GitHub - Tencent/hpc-ops: High Performance LLM Inference Operator Library

HPC-Ops

HPC-Ops is a production-grade, high-performance, and easy-to-use operator library for LLM inference, developed by the Tencent Hunyuan AI Infra team.

It focuses on the hot paths that dominate real serving latency and throughput: Attention, MoE, GEMM, sampling, normalization, and communication-compute fusion. The kernels are designed for modern NVIDIA GPUs and benchmarked against widely used inference frameworks and kernel libraries such as vLLM, SGLang, FlashInfer, NCCL, cuBLAS, and TensorRT-LLM where applicable.

Why HPC-Ops?

SOTA Performance & Production-Proven: Deeply optimized kernels tailored for NVIDIA H20 GPUs, delivering SOTA performance across Attention, GEMM, MoE, sampling, and fused communication-computation operators. Powering large-scale production inference in Tencent.
Easy to Integrate: A clean Python API designed for seamless integration into popular inference frameworks like vLLM and SGLang, with tests and benchmarks that make validation straightforward.
Rich Precision Support: Native support for multiple data types including BF16 and FP8 with different quantization schemes, plus mixed-precision kernels for accuracy-sensitive inference scenarios.
A Modern CUDA Tutorial: Hands-on examples of building SOTA kernels with CUDA, CuTe, CUTLASS, cp.async, TMA, PDL, and multicast in compact production operator implementations.

Updates

June 2026

Dynamic Decode Attention: Runtime task scheduling for mixed-length decode workloads.

Online decode attention has highly dynamic workloads: request lengths can vary significantly across decode steps, and requests inside the same batch may have very different KV-cache lengths. Static split-k scheduling cannot adapt to this shape distribution, so long requests often create CTA-level tail latency while shorter requests leave compute resources underutilized.

HPC-Ops introduces a dynamic task scheduling path that splits all requests into uniform KV tiles, assigns tiles before each decode step, and balances them across CTAs with a greedy bin-packing strategy. Attention kernels then consume the generated task map directly, while a combine kernel merges split-k results. This makes per-CTA work more even and reduces long-tail latency in both long-context and mixed-length decode batches.

Sparse Attention: FP8 block-sparse prefill attention for long-context workloads.

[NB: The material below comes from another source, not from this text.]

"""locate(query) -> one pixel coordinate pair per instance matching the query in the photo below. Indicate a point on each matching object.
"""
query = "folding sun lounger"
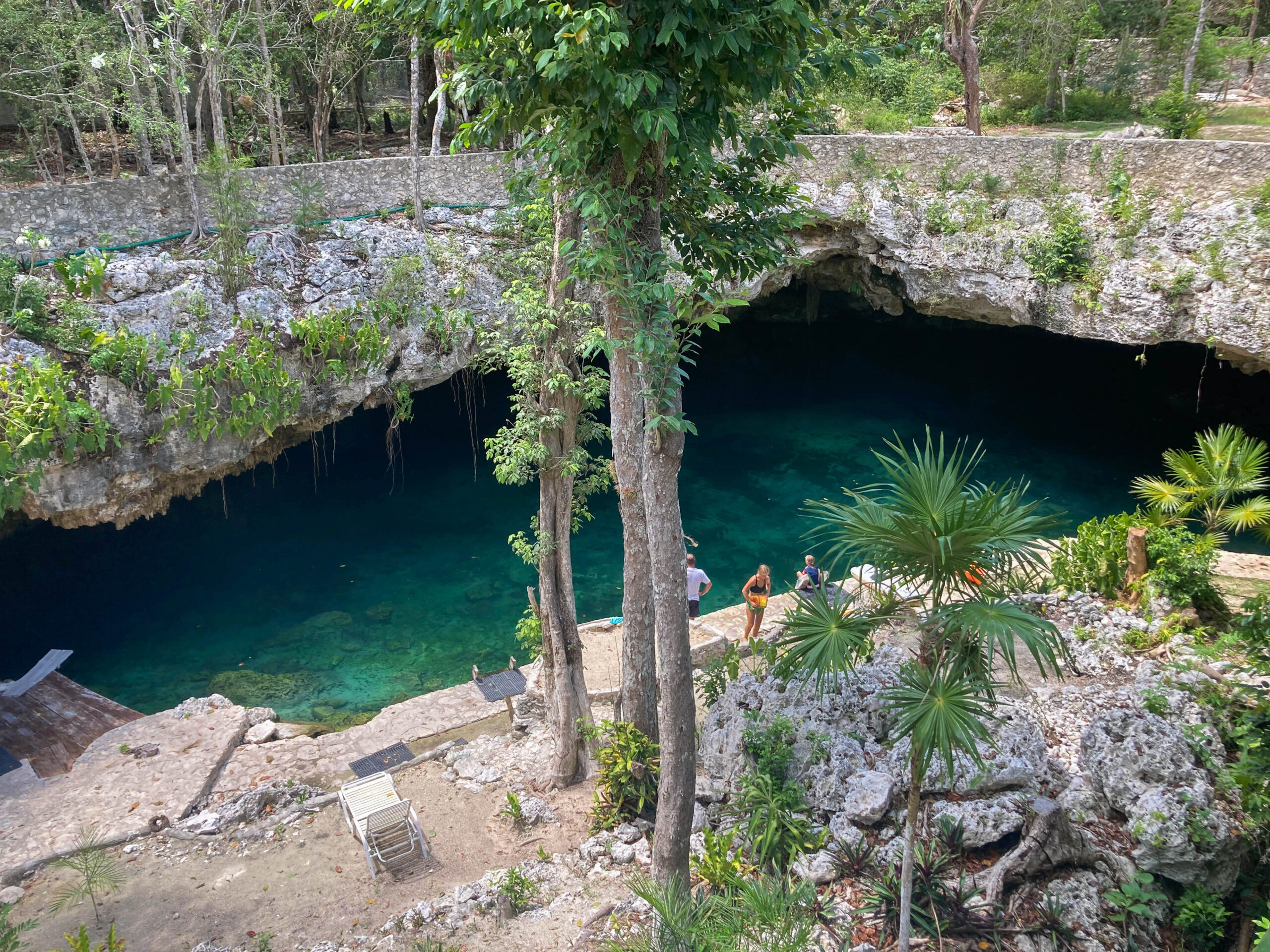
(385, 824)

Long-context prefill attention is memory-bandwidth bound when most of the KV cache is irrelevant to the current query. Block-sparse patterns let the kernel skip entire KV tiles, but exploiting sparsity at FP8 precision requires careful tile quantization and mask-aware scheduling to avoid accuracy loss and load imbalance.

HPC-Ops provides an FP8 block-sparse prefill attention kernel that takes a precomputed block mask, skips masked-out KV tiles entirely, and uses per-tile FP8 scaling to preserve numerical quality across the sparse pattern.

Route GEMM: BF16 x FP32 GEMM for precision-sensitive sparse compute.

Some inference GEMMs use BF16 activations but require FP32-sensitive weights, for example MoE router GEMM and state-compress GEMM in sparse or linear attention. Since modern Tensor Cores do not provide native FP32 Tensor Core throughput, naive FP32 GEMM falls back to CUDA cores, while directly using BF16 or TF32 can introduce large accuracy degradation or extra conversion overhead.

HPC-Ops decomposes each FP32 weight into a high BF16 component and a low BF16 residual component with a fixed scale of 1 / 256, then computes the result as a fused linear combination of two BF16 Tensor Core GEMMs. The implementation keeps both GEMMs inside one kernel, shares input movement, keeps intermediate accumulators in registers, and writes the final result once, preserving FP32-level accuracy with much higher throughput.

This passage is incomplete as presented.